Don't Tinker With Impeachment
By Robert C. Byrd
Wednesday, February 3, 1999; Page A17
While the lawyers are busy deposing witnesses in the Senate impeachment trial of the president, a number of senators are continuing to work quietly behind the scenes to chart a course that will end the trial with a minimum of political carnage. One route currently being investigated is a so-called "findings of fact," an extravagant novelty by which a simple majority of the Senate could condemn the president's behavior within the framework of the impeachment process without being forced to remove him from office.
This convict-but-don't-evict strategy appeals to some senators who have no appetite for prolonging a trial whose outcome is all but certain. At the same time, they are squeamish about the likelihood of an all-but-inevitable acquittal without having some vehicle to first register their condemnation of the president's actions. No doubt their motives are sincere, and I applaud their ingenuity, but this findings-of-fact proposal is not the answer. While the Senate sits in the impeachment trial, it is not in legislative session. The insertion of such a legislative mutant into the impeachment proceedings would subject the process to some very experimental genetic engineering.
The notion of trumping the articles of impeachment with even a "broad" findings of fact flies in the face of what the Framers of the Constitution intended. They deliberately set the bar high when it came to the vote on articles of impeachment, first by requiring a supermajority of two-thirds of the Senate to convict, and second, by fusing the penalty -- removal from office -- into the question of guilt.
In voting on articles of impeachment, senators must answer not one but two questions: Is the president guilty or not guilty of committing high crimes and misdemeanors, and, if he is guilty, do his actions warrant removal from office?
This was not a casual coupling on the part of the Framers. Their intent was to force senators to set aside their own passions and prejudices and focus instead on the best interests of the nation. To lift this burden from the shoulders of senators by offering them a way to convict the president without having to accept responsibility for removing him from office would, in effect, bastardize the impeachment process.

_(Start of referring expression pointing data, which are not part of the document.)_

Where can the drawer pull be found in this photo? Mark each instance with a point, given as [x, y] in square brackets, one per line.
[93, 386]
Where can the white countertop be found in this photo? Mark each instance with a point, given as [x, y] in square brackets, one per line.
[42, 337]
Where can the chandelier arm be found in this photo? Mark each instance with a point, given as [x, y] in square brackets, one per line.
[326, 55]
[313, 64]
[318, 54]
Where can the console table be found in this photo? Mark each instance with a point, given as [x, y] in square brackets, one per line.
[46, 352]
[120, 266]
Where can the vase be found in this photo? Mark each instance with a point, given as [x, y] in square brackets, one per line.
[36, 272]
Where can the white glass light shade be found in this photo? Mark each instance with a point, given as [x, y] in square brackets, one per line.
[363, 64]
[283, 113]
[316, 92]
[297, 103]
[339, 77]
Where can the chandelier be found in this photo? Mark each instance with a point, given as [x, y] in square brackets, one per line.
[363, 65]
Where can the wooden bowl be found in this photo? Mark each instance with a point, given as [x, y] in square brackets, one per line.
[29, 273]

Moreover, the aftershocks would be felt long after this impeachment has faded into history. No longer would senators be confined to the articles of impeachment formulated by the House of Representatives. No longer would senators need a two-thirds majority vote to pronounce a president guilty. From this time forward, they could cite the precedent set by the Senate in the 106th Congress as giving them carte blanche to write, and approve by a simple majority, ersatz articles of impeachment cloaked as "findings of fact."
And why stop at findings of fact? If the Senate can ignore the intent of the Framers to combine a guilty verdict with removal from office in an impeachment trial, maybe senators can find a way around the constitutional prohibition against bills of attainder, or legislative punishments.

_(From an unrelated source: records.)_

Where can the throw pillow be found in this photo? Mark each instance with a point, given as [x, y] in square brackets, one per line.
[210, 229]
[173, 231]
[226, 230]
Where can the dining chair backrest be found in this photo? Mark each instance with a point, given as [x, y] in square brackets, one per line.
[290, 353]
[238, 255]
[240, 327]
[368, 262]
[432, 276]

The Senate impeachment trial takes place in a quasi-judicial setting, and findings of fact would move the Senate headlong into an area reserved for the judicial system, where the Senate, under the separation of powers principle, dares not go.
Findings of fact would become part of a quasi-judicial record that could not subsequently be amended or overturned. Could such a record of findings of fact be later used by an independent counsel before a federal grand jury in an effort to secure an indictment? If this or any president were to be indicted, could such findings be introduced as evidence in a subsequent trial in an effort to sway a jury and bring about a conviction? Who knows what monsters this rogue gene might spawn in future days?

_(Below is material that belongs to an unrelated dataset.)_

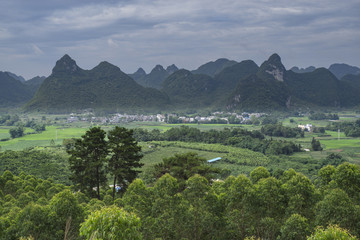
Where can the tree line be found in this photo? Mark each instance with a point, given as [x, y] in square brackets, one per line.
[238, 137]
[288, 206]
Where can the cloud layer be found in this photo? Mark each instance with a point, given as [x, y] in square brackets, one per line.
[130, 34]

The impeachment process, as messy and uncomfortable as it may be, is working as designed. This is neither the time nor the place for constitutional improvisation. No matter how sincere the motivation, our nation and our Constitution will not be well served by this sort of seat-of-the-pants tinkering.
A post-trial censure resolution that does not cross the line into legislative punishment is something else. It can and should be considered by the Senate after the court of impeachment has adjourned sine die. Censure is not meaningless, it will not subvert the Constitution, and it will be indelibly seared into the ineffaceable record of history for all future generations to see and to ponder. For those who fear that it can be expunged from the record, be assured that it can never be erased from the history books. Like the mark that was set upon Cain, it will follow even beyond the grave.
The writer is a Democratic senator from West Virginia.